Modulating Interfacial Chemical Bonds and Defects in Mn0.5Cd0.5S/BiOBr System for Enhanced Photocatalytic Performance

A challenge in promoting the industrial application of photocatalysis technology for environment remediation lies in the design of high-performance photocatalysts. These photocatalysts should be endowed with efficient photo-carrier separation and intense redox potentials to boost photocatalytic pollutant removal.

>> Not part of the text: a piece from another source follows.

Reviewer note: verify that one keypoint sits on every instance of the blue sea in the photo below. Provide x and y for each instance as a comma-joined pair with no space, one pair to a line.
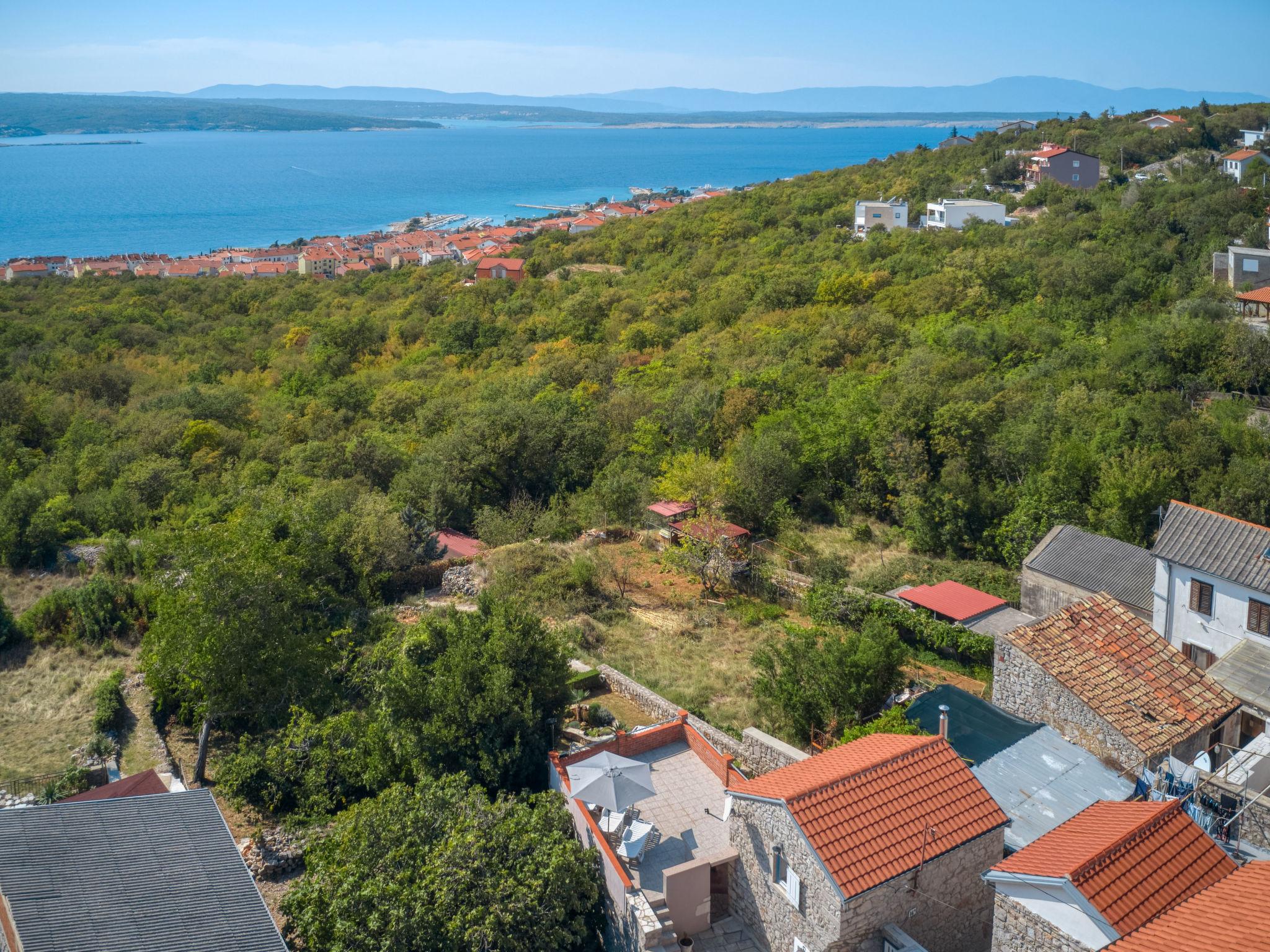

In a study (doi:10.1016/j.apmate.2024.100183) published in the KeAi journal Advanced Powder Materials, a group of researchers from Zhejiang Ocean University and University of Missouri revealed the modulation of interfacial chemical bond of Mn0.5Cd0.5S/BiOBr assisted by with rich oxygen vacancies. This in turn elucidated the underlying mechanism for boosted photocatalytic performance.

"BiOBr is a visible-light active photocatalyst with several advantages, including a favorable band configuration, exceptional photo-oxidative capacity, distinctive 2D architecture, ecological compatibility, abundant resources and robust durability," explained Shijie Li, co-lead author of the study. "However, constrained absorption of visible light and sluggish photo-carrier diffusion and segregation hamper its practical application."

The team developed an S-scheme photosystem of Mn0.5Cd0.5S/BiOBr with interfacial bond and oxygen defects, constructed by pinning Mn0.5Cd0.5S nanoparticles on BOB microflowers. This was devised for efficacious decontamination of antibiotic and Cr(VI).

"Physical contact without chemically bonding hetero-interface between the two components, which is insufficiently interactive, generally results in an unsatisfactory charge migration passage" added Bin Zhang, co-lead and co-corresponding author. "Besides, defect engineering is another effective strategy to upgrade the catalytic property. Thus, precise construction of chemically bonded S-scheme heterojunction with structural defects is essential for efficient photocatalytic water purification, but is rarely exploited in photocatalytic applications."

The team's findings provide a feasible approach to develop outstanding catalysts for environmental protection via combining interfacial chemical bonds and defects modulated S-scheme junction.